Cascadia Daily, Jan. 31, 2018

Cascadia Magazine’s debut book review:

Chief Seattle and the Town That Took His Name

Chief Seattle, the man the city of Seattle is named for, has long been the subject of popular mythology, used to promote the idea of the “noble savage,” environmentalism, or a shallow Native American-inspired spirituality. The actual man was much more complicated, according to David Buerge’s Chief Seattle and the Town That Took His Name.

In our first book review  published at Cascadia Magazine, we’re proud to have former Seattle Times book critic Michael Upchurch on the job. Michael gives a sharp appraisal of the book, noting how Buerge goes into detail to describe both the pioneer town of Seattle and the Duwamish tribal culture that preceded it. Michael notes it’s a rich portrait of a “living, conflicted figure who did the best he could with the circumstances he was dealt.”

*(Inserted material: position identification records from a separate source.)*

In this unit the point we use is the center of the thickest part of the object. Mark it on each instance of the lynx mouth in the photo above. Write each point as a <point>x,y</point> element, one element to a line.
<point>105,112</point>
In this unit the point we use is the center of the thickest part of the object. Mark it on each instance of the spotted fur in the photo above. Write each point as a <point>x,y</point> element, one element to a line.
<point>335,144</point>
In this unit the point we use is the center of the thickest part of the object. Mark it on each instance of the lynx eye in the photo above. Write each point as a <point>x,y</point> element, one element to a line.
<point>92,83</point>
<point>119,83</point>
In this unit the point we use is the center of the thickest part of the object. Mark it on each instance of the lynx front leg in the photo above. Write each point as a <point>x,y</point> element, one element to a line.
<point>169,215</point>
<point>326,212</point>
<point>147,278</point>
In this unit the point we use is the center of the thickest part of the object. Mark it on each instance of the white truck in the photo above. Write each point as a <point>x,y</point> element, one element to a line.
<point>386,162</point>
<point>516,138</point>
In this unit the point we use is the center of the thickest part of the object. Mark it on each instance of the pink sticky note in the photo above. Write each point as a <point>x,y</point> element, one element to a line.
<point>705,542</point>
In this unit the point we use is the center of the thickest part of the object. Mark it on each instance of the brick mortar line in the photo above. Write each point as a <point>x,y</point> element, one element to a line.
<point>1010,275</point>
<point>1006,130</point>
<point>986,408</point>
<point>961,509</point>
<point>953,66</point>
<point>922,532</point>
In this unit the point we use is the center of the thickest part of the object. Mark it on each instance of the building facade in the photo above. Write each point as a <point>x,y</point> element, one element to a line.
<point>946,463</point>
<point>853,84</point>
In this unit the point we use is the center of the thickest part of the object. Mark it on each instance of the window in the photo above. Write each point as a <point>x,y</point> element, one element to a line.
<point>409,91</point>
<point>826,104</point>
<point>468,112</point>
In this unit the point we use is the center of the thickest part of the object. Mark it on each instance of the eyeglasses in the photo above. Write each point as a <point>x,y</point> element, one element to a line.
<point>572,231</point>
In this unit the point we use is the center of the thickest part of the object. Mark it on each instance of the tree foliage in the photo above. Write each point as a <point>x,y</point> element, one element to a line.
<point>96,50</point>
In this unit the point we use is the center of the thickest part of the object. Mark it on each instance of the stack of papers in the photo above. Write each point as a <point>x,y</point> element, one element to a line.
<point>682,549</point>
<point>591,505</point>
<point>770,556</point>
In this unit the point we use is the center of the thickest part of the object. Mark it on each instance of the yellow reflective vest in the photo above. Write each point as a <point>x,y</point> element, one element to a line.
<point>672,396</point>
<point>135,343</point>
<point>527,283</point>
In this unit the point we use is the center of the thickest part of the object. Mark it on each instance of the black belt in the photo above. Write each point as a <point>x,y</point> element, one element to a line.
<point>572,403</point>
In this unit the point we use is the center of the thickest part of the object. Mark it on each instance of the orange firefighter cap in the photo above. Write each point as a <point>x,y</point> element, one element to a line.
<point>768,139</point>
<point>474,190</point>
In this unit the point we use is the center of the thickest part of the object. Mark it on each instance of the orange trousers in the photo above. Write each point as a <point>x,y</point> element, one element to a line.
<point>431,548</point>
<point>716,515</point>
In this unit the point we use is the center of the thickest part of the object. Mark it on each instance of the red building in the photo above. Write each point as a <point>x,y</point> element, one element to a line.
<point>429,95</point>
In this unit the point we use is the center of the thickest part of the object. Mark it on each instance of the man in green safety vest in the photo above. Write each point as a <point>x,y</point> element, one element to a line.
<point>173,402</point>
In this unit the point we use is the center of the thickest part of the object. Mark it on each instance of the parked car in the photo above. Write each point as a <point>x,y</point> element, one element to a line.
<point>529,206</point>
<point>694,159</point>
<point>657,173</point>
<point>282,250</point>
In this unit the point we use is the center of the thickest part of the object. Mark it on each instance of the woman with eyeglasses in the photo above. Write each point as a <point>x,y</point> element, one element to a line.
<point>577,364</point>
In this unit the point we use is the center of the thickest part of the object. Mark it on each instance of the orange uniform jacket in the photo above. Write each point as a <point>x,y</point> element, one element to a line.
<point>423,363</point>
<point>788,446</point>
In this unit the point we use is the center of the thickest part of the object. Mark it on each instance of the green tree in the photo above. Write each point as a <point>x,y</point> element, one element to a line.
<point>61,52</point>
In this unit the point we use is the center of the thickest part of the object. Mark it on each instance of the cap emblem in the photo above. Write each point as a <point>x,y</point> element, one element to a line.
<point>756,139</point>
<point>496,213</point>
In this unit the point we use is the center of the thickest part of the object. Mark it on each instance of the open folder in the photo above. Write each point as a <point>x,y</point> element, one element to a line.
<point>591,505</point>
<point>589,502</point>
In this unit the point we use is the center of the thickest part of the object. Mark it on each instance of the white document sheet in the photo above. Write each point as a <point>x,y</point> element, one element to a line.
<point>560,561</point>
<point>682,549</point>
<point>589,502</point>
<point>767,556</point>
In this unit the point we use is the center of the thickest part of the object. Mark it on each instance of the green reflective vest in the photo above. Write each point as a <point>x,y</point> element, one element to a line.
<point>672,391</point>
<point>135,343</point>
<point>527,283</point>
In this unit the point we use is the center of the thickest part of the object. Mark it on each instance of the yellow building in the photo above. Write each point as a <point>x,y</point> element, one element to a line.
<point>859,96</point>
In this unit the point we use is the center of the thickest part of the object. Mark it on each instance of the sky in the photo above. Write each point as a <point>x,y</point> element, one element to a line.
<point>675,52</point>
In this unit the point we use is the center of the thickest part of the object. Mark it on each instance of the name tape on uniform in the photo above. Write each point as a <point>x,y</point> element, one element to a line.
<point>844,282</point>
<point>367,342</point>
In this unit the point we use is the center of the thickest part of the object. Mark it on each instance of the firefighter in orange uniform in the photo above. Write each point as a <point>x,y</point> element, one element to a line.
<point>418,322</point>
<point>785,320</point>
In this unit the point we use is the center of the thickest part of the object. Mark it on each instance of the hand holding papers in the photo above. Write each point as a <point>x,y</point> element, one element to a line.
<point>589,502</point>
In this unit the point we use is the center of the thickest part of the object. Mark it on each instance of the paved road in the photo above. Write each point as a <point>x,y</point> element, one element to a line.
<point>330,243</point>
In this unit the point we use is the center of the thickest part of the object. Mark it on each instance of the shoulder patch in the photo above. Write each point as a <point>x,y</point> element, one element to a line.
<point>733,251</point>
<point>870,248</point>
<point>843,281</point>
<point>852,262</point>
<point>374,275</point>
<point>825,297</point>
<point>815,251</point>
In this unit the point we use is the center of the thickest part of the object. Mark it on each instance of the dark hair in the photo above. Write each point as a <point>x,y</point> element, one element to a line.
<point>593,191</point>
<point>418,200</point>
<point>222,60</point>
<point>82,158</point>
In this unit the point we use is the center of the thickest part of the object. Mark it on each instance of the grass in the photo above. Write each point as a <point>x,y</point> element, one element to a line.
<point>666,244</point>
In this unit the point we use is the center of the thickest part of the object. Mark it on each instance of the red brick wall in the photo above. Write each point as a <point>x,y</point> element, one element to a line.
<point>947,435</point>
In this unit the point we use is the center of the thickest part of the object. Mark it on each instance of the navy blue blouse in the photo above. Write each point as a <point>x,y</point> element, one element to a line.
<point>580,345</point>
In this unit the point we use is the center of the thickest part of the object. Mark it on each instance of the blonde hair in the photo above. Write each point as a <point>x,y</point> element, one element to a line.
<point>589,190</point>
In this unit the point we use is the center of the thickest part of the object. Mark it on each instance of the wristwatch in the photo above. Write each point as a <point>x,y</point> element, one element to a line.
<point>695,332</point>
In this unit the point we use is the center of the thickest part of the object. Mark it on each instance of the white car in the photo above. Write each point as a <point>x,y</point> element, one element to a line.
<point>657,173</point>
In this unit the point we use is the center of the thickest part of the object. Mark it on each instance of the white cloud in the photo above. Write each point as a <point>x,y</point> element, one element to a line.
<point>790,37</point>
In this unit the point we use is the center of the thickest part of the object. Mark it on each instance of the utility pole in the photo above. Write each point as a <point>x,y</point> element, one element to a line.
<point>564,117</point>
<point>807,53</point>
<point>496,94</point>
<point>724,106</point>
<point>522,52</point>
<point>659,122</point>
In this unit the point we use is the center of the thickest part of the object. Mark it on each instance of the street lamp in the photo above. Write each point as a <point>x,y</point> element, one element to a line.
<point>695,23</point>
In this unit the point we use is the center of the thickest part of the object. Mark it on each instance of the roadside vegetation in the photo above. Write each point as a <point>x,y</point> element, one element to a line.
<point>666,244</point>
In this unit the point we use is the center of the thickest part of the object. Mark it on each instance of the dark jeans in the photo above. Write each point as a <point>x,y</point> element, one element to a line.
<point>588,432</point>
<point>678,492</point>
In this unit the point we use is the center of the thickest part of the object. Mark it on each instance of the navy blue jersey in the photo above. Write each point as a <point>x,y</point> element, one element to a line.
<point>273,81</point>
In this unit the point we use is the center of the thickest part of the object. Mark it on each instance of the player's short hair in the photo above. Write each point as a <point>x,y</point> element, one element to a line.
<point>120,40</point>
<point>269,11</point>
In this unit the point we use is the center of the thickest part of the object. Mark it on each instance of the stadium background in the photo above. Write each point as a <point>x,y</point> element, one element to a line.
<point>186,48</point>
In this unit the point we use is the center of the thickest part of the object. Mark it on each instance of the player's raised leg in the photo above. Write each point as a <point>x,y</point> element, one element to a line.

Read the full review here.

Fish farming company misled WA officials, fined  $300K

Lynda Mapes at the Seattle Times reports on how Cooke Aquaculture misled Washington state officials after the collapse of a salmon pen last summer that released more than 200,000 Atlantic salmon into the Salish Sea. A report from the Department of Ecology found numerous cases of negligence and deception, and has fined the company $300,000. Meanwhile, local leaders found their warnings to WA state leaders about risks of fish farms regularly ignored.

Medically-assisted death in BC twice the national rate

CBC reports on British Columbia’s program of medically-assisted death–which helps provide relief to terminally-ill patients–and occurs at nearly twice the rate of the rest of Canada. The program leaves most decisions up to patient and doctors, the report notes. A follow-up feature tells the story of a Comox, BC couple who had to make difficult decisions when Storm Miller came down with inoperable stomach cancer.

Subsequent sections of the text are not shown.